Nachdem wir eingestiegen waren, startete Camilla sofort das Auto und fuhr zurück auf die unebene Schotterstraße. Wir folgten dieser immer weiter, solange, bis wir etwas außerhalb des Dorfes waren und am Waldrand eine kleine gerade Grünfläche fanden, die kaum mit Schnee bedeckt war.
„Sollen wir da unser Zelt aufschlagen?“ fragte ich und deutete mit dem Zeigefinger auf das kleine Stück Land, dass etwas entfernt von der Straße und im Schutz der dichten Baumkronen lag. Meine Freundin nickte und sah sich nach einem Platz um, an dem sie den Wagen abstellen konnte. Schließlich fuhr sie bis zum Waldrand und parkte es unter einem riesigen Baum. Als wir ausgestiegen waren, machte sich die Blonde gleich daran, den Kofferraum zu öffnen und in dem Gewirr von Taschen und Rucksäcken herum zu wühlen, bis sie letztlich den kleinen moosgrünen Beutel gefunden hatte, in dem das Zelt mit seinen Stangen gepackt war. Sie drückte mir die Autoschlüssel in die Hand uns sagte: „Fleur, hol du bitte meine Handtasche vom Rücksitz und bring die Tüte mit dem Reiseproviant mit.“
Als sie zu ende gesprochen hatte, nahm sie noch eine kleine Tasche in die Hand und machte sich auf den Weg zu der kleinen Wiese, auf der wir unser Zelt aufbauen wollten. Gerade als ich den Kofferraum wieder schließen wollte, konnte ich ein lautes Äste knacken hören. Erschrocken wirbelte ich herum und suchte mit meinen Augen die Gegend ab, bis ich plötzlich hinter einem Baum eine schwarze Gestalt sehen konnte. Sie hatte langes Haar und trug einen langen schwarzen Mantel, dessen Kragen hochgeschlagen war und das Gesicht der Person etwas verhüllte. Ich rieb mir hastig die Augen und als ich einige Momente später wieder in die Richtung starrte, war die vermummte Gestalt verschwunden.

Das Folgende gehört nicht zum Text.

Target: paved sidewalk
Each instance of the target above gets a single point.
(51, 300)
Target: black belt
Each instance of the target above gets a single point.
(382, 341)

„Vergiss nicht das Auto abzuschließen!“ konnte ich plötzlich Camilla rufen hören, deren Stimme mich aus meinen Gedanken riss und mich zusammenzucken ließ. Für einen kurzen Augenblick sah ich ihr hinterher, bis meine Augen wieder zu der Stelle wanderten, an der vorhin noch diese seltsame Person gestanden hatte. Mit einem unsicheren Schulterzucken knallte ich die Kofferraumtür zu und nahm wie mir befohlen, unsere Handtaschen und auch die Tüte mit dem Essen, die ich mir unter den Arm klemmte, aus dem Wagen. Anschließend schloss ich das Auto ab und folgte Camilla zu der Grünfläche. Immer wieder spähte ich mir über die Schulter, um zu sehen, ob der Mann wieder aufgetaucht war, doch die schwarze Gestalt erschien nicht mehr. „Ich habe mir das nur eingebildet. Das liegt an dieser Gegend hier,... Sie macht einen paranoid.“ murmelte ich leise.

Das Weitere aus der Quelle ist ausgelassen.